My internet connection is down.  I know, first world problem, but the upshot of that is I spent virtually no time rummaging around on the internet today and have therefore written 5 blog posts, done the dishes, pre-made dinner and spent an hour on the phone trying to fix our internet issues.  All that to say, this is blog post number 6 of the day and I may have moved past productive into loopy.

That’s ok because the last type of generosity is generosity of expectations.  When we give and receive help in a community, we’re offering a type of vulnerability.  From the giver saying, “This is what I have, do you want it?” and from the receiver saying, “Yes, I have needs I cannot fill and this will help.”  The goal is to change into a community where people can ask for what they need, flipping the script in our stand-on-your-own-two-feet society.

We need to move away from our current ideas of friendship to a network of true connection where people can be seen for who they are.  When we are generous with our expectations of each other, we no longer require people to be who we want them to be.  The natural response to someone letting us be ourselves can only be described as an exhale, a sigh of relief.

When we relax into a social situation, we signal that there are no goalposts to meet, no grades to be given; the only reason to be there is to enjoy each other’s company. I admit, I struggle with cynicism sometimes.  Why are they texting me?  What do they want?  Do they need something again?  In connected community, we don’t have to worry about that.  They’ll ask if they need something because they know we’ll give it if we can.  Connection and transaction are no longer intertwined.  We can rest, knowing that we are wanted for more than what we have to offer.

I sometimes sit in awe of how basic this is and yet how extraordinary.  How often can we say we are in spaces where no one wants or needs anything from us, other than that we be ourselves?  How, when we are walking around as giant balls of need, can we even create that place?
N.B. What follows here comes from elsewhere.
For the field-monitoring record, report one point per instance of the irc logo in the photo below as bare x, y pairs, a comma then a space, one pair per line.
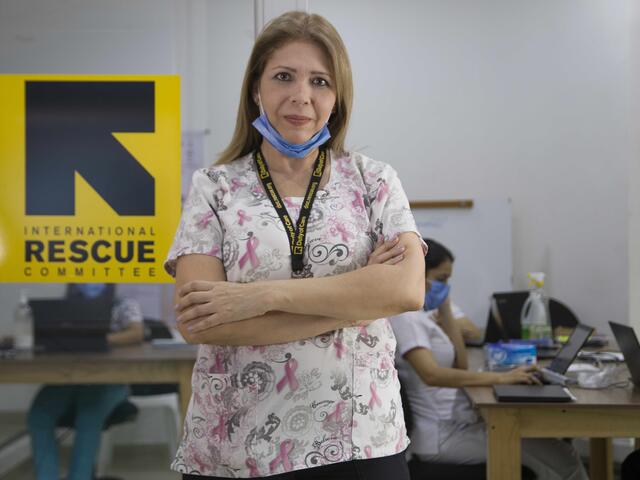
69, 129
89, 177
Weirdly, it only happens when we look at our wants and needs head on.  Otherwise they are lurking in the periphery, trying to come out sideways.  But when we’ve stared them down through self-care (needs) and self-sacrifice (wants), we don’t have to pretend they don’t exist anymore and like the monster under the bed, they disappear.

Then we can finally banish our expectations of who we all should be and start letting each other be who we are.